# Lister Egg Share - some questions!



## loonymoon (Jul 13, 2007)

guys, I wonder if any Lister e/s girlies might be able to help with a couple of things...

DH and I have just finished IVF round one (at the Canterbury Chaucer hospital) which ended in a BFN. A tough time as many of you will know only too well, but hey-ho onwards and upwards, looking to the future and making plans for our next cycle has helped enormously in staying positive. 

After lots of research (and getting loads of good vibes from lurking on the Lister girlies board!  ) we think that e/s at the Lister may be our best way forward. I meet all the basic criteria apart from the BMI requirement. At the moment my BMI is 32.5 (Lister requirement is 30) so I need to lose about 1st7lbs (ish). This is fine, and already I'm dieting and going to the gym etc but I know that realistically its still going to take a few months to reach my target weight (unless I go mad and live on rice cakes and water for the next few weeks which I don't want to do! ) So my questions are:

1. Should I start the ball rolling now (I haven't contacted the Lister yet) and acknowledge that I have the weight to lose and I WILL lose it. Will time between appointments etc give me the time I need? Or should I lose the weight first and then make the appointment (and save the inevitable embarressment of being told I'm too fat!)?

2. How long (roughly!) will it take to get from consultation stage to the actual treatment cycle? Or does this differ hugely depending on how quickly you are matched with a recipient?

Sorry for long rambling post, I'd love some feedback as to what to do next.  

Thanks, 
Loonymoon xxxx


----------



## honneybee (Feb 21, 2007)

Hi there loonymoon,

Not too sure on the bmi front but would say it could be an idea to speak to them regardless, then it will be a bonus if they decide to see you beforehand  

as for the initial consultant appointment, it didn't take too long before you start. You must have a HIV test done twice 3 months apart.
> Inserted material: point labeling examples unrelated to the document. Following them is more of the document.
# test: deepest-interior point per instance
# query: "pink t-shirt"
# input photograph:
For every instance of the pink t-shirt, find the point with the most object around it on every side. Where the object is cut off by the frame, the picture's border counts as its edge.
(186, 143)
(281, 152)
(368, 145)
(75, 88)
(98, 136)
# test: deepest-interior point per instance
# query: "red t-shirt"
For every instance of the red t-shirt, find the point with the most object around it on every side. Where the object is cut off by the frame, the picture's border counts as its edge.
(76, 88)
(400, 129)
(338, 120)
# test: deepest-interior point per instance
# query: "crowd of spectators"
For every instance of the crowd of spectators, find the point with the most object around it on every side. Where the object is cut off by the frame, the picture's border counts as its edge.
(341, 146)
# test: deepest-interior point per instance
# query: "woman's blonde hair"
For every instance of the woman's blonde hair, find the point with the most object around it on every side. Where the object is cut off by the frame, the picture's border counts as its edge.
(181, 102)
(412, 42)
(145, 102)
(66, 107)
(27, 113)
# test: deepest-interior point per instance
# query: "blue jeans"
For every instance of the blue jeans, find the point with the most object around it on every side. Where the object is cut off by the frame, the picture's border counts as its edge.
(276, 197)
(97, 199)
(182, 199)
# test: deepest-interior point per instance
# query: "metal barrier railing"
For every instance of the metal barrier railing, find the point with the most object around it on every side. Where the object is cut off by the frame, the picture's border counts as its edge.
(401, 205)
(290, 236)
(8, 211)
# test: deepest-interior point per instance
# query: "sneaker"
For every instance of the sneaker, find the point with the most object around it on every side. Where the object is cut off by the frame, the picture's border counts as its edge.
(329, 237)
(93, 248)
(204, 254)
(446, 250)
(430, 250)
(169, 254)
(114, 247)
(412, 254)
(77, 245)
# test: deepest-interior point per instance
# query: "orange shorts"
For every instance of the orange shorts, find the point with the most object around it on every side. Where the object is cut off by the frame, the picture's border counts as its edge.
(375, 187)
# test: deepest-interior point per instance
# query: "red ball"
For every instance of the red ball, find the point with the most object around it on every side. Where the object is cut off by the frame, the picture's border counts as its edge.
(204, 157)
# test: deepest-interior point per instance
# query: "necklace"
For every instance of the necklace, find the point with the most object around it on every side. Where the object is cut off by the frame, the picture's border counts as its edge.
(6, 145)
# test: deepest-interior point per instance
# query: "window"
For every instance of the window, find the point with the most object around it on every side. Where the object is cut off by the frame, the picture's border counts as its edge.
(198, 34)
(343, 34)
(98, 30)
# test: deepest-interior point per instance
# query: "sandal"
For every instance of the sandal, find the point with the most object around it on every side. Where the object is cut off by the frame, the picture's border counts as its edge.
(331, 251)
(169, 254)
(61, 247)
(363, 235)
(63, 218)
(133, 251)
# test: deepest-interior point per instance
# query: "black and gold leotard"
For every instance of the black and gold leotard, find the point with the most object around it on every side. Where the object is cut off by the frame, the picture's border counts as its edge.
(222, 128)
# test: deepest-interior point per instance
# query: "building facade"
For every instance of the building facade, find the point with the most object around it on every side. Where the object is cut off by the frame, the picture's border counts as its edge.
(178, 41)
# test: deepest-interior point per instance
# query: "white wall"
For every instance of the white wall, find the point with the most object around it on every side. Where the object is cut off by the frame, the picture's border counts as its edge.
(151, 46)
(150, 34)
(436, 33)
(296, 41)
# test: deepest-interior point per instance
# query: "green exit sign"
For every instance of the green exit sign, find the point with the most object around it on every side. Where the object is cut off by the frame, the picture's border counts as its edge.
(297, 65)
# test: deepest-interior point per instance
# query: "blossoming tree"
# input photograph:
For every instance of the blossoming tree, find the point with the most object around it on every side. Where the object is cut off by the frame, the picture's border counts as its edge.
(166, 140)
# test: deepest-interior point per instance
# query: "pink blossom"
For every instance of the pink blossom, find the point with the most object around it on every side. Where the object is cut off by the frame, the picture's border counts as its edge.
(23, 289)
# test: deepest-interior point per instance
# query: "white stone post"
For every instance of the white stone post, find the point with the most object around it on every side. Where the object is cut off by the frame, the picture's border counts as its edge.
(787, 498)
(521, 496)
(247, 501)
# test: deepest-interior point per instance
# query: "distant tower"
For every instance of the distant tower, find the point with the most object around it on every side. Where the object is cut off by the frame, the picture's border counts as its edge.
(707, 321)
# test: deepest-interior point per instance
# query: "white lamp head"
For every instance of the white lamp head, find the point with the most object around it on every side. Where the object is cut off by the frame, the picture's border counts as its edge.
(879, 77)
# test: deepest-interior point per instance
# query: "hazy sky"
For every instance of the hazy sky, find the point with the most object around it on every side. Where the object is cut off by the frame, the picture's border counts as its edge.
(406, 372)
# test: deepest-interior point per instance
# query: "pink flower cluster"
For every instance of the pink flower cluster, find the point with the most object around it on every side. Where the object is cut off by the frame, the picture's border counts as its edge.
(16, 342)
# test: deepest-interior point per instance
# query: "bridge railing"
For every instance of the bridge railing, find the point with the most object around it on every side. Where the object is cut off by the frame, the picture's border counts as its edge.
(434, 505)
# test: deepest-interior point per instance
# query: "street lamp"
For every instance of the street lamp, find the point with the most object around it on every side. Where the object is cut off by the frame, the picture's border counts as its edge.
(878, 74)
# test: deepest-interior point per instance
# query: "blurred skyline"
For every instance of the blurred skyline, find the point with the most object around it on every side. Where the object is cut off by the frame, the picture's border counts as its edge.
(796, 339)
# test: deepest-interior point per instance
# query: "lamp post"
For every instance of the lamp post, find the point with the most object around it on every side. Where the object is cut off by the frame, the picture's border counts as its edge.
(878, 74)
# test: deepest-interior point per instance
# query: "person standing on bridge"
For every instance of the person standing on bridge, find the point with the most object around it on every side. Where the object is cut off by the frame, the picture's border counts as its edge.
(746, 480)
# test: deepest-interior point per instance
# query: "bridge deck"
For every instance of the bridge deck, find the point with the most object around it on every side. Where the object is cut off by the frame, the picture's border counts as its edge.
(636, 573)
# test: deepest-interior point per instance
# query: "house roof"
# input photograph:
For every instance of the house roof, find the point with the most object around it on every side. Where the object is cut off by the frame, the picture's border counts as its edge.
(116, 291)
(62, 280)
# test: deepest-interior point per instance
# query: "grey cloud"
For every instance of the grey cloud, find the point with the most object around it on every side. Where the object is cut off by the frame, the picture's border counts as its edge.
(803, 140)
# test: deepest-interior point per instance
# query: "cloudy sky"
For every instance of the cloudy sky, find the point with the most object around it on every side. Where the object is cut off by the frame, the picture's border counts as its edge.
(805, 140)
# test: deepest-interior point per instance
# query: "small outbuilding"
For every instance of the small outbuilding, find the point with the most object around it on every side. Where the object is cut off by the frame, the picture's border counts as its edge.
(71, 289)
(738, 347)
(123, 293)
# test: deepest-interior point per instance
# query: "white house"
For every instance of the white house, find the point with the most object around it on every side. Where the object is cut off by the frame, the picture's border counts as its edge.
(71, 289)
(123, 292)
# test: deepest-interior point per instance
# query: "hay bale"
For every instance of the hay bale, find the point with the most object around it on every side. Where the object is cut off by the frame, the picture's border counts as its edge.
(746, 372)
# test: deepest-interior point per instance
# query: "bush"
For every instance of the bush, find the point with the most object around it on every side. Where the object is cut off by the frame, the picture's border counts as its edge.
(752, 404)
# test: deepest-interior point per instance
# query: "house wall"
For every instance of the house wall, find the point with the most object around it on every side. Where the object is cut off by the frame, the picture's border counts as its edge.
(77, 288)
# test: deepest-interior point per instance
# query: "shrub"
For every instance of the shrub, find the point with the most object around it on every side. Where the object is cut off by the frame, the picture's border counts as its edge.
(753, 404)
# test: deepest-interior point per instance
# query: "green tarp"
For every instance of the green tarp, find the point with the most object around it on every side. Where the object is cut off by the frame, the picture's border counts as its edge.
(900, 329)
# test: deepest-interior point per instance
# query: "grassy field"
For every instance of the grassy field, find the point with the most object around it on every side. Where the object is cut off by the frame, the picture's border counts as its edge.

I am sure we saw them in April and was put on the pill middle of May it took 2 weeks to match us, then the actual tx started in June, so very quick. You will need to have a few tests done first thou.

I saw my dr who agreed to do most of my tests, I did these whilst waiting for my consultation appointment.

So I did my hiv in feb and may, there is another test that takes 6 wks to get a result can't remember what it is called but speak to lister and they will tell you. 

Have you done a hiv test? your dh also has to do a couple of tests. but you will have to pay for them your self.

all your tests are free the only thing you will pay for is the hfea licence fee which is 104.50 I think.

if you have any more questions feel free to pm me  

good luck on your journey  

mitch
xx


----------



## saz j (Apr 21, 2008)

hi I'm new at this but i was in the same boat as u mine was 33. the lister were great and now I'm at 30, the time it takes to do all the test and paper work Ur weight will soon fall, good luck


----------



## loonymoon (Jul 13, 2007)

Thankyou Mitch and Saz j for your really healpful replies!  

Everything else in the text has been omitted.